Saturday, November 3, 2012

The Anatomy of a Collapse

            What I want to figure out is, how did a team like the Washington Nationals lose a six-run lead at home in the deciding game of the first playoff series in the history of their franchise (and the city’s first since 1933).  My friends who watch baseball and I were watching the game that night, and later keeping tabs on it from our phones at the bar, and as we were watching it- rooting for the Nats- we felt this impending sense of doom that the Cardinals comeback was just inevitable.  In fact, I was sitting there just before we were trying to leave for the bar (with our two other friends who aren’t so big on sports), and I pretty much had to be dragged kicking and screaming out of the house.  The clincher was Mike saying “Look, the Cardinals are going to come back, and you don’t want to be here to watch the end of that.”  I knew it was true.  The greater knowledgeable world of baseball knew it was true.  The biggest shock leading up to the last inning was that the Nats had actually tacked on an extra run, which gave us some fleeting hope.  But is a two-run lead safe when facing the Cardinals?  Nope.  It’s like that team has the collective knowledge and experience of their franchise’s entire history- from the Gashouse Gang, to the Mad Dash, to Gibson, to Herzog and the Wizard, and even last year with the Rally Squirrel and Happy Flight (which I guess was also a thing).

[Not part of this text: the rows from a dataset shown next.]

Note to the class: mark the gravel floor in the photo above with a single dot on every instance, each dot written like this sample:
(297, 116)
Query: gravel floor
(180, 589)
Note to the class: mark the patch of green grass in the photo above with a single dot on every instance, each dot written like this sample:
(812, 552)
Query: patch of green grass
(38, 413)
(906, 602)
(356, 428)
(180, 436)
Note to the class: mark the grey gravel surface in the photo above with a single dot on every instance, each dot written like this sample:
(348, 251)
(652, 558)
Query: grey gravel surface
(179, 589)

            I’ve always railed against those fans who say, “I shouldn’t have gotten invested” because I feel like there’s a reason we get invested in sports.  Or at least if you’re not then just don’t be a sports fan.  But I’ve also found that it helps the healing process a little to be able to explain it.  And maybe in the course of the explanation, one says things like “I should have seen this coming” or “I should have known”. But in wanting to believe that sports will continue to surprise you, there’s a reason you didn’t let yourself know.  That doesn’t always mean the surprise is going to be a pleasant one.  This whole experience for fans of the Nats and just those rooting for them in the meantime should not have been a huge surprise, as it seems like collapses like this do happen in baseball, more than you might expect.  And so what I want to try to understand is why.
            Part of it is just the odds involved in getting out to a lead in the series.  Baseball is a game of inches, and when you get out to even a one game lead with 2 games to go, simply by plugging away and hoping you can take one.  But to settle at that would be to ignore just how resilient this Cardinals team is.  They won Game 6 of the World Series last year down to their last out and down two.  They won the Play In Wild Card Game on the road against an Atlanta team that finished five games ahead of them and got the benefit of the worst baseball call probably since 1985 (paging Don Denkinger).  And then this.  So they clearly know how to strike against teams that aren’t going to put them away.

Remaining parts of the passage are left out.